Polpette alla Casalinga
This Italian dish is more commonly known as Meatballs. Serve hot smothered in tomato and garlic sauce or combine with tomato sauce and spaghetti for a filling pasta dish.
Ingredients:
• 2 Slices of white bread, torn into small pieces
• ¼ pint milk
• 1 egg, lightly beaten
• 1 lb. lean minced beef
• ¼ lb. sweet Italian sausage, removed from the casing
• 2 ½ oz. freshly grated parmesan cheese
• 5 tsp. finely chopped, fresh parsley
• 5 tsp. vegetable oil
• 2 small tsp. finely chopped garlic
• 1 small tsp. grated lemon peel
• 1 small tsp. ground allspice
• 1 small tsp.
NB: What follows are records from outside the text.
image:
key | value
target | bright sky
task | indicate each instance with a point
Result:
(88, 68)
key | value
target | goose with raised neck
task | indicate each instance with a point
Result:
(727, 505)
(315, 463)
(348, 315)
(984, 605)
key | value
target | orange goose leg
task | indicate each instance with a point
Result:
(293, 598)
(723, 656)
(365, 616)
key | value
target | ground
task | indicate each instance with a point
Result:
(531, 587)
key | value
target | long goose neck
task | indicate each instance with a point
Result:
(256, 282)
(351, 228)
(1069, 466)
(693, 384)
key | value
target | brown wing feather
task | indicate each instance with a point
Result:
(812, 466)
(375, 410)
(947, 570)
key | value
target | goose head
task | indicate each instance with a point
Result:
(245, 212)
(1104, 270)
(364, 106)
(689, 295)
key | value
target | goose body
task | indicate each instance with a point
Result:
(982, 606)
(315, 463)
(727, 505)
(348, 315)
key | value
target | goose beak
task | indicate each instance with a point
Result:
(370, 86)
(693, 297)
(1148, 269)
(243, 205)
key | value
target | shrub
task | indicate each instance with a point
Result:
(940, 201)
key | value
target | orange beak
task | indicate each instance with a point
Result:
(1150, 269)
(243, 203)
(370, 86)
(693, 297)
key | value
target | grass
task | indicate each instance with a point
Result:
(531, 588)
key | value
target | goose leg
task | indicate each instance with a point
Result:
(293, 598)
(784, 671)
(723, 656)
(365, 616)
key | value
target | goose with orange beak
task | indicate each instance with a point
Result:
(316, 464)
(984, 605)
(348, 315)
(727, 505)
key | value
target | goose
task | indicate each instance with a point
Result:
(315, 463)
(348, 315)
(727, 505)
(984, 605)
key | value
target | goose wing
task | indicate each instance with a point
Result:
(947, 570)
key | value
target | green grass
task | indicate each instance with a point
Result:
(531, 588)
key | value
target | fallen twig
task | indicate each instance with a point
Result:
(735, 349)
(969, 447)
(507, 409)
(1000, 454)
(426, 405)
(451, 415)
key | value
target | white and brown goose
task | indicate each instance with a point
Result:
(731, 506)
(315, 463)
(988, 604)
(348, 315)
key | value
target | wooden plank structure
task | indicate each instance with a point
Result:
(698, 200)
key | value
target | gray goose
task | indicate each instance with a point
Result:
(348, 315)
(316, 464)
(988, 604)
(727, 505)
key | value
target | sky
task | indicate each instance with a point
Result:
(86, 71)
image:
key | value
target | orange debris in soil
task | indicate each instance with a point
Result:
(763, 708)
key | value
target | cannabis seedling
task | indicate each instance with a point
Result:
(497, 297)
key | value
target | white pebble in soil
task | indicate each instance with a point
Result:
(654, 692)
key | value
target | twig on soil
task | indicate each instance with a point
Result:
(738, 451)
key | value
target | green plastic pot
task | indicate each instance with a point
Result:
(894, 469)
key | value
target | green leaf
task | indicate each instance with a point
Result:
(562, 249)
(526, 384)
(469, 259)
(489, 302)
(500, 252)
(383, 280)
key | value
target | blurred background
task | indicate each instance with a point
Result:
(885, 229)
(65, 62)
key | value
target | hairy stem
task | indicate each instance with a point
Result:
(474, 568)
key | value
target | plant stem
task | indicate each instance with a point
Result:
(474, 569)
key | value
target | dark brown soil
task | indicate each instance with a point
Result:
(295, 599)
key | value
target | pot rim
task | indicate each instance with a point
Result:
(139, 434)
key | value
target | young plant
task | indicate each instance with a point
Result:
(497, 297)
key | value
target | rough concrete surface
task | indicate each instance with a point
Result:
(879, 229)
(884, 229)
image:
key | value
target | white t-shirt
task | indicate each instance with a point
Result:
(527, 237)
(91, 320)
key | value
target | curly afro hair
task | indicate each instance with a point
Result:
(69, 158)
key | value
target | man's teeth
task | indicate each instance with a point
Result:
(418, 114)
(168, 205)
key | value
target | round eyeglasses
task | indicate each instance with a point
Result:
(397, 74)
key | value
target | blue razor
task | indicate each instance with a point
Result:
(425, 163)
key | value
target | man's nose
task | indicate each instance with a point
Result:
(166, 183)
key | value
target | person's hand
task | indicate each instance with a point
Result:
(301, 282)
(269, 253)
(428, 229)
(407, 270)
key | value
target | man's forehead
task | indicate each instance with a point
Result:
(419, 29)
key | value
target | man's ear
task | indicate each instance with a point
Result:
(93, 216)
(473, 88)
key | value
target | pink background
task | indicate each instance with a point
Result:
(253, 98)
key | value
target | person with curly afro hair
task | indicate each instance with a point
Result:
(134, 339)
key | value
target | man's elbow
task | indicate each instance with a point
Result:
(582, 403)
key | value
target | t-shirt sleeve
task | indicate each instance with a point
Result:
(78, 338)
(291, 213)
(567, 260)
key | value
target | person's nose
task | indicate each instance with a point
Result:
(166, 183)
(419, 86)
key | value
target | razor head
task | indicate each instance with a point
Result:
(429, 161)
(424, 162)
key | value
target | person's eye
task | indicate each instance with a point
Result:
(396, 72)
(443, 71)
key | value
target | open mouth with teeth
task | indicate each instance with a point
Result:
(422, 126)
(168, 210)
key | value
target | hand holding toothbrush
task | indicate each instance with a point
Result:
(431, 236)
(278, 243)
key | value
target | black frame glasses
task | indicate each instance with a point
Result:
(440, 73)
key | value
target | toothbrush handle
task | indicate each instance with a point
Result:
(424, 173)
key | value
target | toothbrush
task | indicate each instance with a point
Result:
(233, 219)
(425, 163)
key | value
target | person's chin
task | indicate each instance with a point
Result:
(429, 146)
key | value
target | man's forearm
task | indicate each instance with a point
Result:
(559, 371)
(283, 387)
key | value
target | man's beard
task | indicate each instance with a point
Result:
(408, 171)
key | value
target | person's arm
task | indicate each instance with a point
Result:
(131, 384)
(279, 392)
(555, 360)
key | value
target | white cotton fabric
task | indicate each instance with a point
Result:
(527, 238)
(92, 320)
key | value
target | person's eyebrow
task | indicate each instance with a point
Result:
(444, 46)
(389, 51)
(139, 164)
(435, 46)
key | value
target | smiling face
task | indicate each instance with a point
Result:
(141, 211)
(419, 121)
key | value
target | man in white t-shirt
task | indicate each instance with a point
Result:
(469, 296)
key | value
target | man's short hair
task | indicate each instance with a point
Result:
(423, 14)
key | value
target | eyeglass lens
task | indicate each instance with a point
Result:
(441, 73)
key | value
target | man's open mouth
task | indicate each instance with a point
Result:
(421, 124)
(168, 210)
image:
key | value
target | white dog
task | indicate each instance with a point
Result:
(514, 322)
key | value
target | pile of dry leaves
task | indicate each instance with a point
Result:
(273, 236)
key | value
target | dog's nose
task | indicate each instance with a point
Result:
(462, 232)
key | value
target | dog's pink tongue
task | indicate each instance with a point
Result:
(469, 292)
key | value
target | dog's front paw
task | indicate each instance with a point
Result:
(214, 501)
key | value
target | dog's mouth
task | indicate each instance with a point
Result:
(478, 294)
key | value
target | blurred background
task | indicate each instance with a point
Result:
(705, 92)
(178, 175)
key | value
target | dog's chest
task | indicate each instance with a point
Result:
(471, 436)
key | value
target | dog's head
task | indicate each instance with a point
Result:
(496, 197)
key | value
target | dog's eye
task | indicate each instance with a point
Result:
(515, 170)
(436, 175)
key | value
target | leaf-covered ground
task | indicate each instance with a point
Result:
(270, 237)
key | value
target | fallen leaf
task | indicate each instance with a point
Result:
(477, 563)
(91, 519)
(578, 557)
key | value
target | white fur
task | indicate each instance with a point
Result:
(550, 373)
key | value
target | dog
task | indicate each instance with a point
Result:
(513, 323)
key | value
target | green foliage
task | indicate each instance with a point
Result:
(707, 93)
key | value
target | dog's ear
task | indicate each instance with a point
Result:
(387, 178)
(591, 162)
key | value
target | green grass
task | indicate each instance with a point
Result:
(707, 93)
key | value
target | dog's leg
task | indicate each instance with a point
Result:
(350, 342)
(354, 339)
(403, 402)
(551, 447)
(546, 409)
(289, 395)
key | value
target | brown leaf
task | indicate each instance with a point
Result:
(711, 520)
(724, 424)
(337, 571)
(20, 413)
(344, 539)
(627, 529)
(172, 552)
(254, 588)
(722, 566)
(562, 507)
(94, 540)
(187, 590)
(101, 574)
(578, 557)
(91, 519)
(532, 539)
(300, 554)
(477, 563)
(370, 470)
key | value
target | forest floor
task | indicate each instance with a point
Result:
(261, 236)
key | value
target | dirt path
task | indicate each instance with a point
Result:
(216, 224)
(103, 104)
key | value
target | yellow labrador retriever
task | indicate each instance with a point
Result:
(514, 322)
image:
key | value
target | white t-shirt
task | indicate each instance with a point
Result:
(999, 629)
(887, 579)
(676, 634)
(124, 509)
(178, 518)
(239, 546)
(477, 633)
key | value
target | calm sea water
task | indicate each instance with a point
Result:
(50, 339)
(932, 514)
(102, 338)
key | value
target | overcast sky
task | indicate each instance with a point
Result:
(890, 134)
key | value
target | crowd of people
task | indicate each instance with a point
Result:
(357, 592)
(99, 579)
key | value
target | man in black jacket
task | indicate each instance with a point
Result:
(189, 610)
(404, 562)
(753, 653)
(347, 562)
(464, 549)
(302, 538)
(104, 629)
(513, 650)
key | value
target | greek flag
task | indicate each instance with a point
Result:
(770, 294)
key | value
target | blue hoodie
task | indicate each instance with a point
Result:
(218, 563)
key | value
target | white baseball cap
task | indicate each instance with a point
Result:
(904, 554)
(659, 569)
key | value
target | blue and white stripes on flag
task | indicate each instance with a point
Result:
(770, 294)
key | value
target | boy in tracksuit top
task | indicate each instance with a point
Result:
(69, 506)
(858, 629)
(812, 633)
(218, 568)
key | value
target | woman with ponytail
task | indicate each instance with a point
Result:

Salt
• Freshly ground black pepper
• Vegetable oil for frying
Method:
1) Soak the pieces of bread in ¼ pint milk for 5 minutes, then squeeze them dry and discard the milk.
2) In a large mixing bowl, combine the soaked bread, the beaten egg, 1 pound of ground beef, ¼ pound of Italian sausage, the grated parmesan cheese and finely chopped parsley, 1 tablespoon of oil garlic, lemon peel, allspice, salt and a few grindings of black pepper.
3) Knead the mixture with both hands until well blended.
4) Shape the mixture into small balls about 1 ½ inches in diameter. Lay the meatballs out in one layer on a flat tray or baking sheet, cover them with plastic wrap and chill for atleast an hour.
5) Heat ¼ cup of oil in a heavy-based pan over moderately high heat and fry the meatballs for 8-10 minutes until brown outside and show no trace of pink inside. Add more oil to the skillet as needed.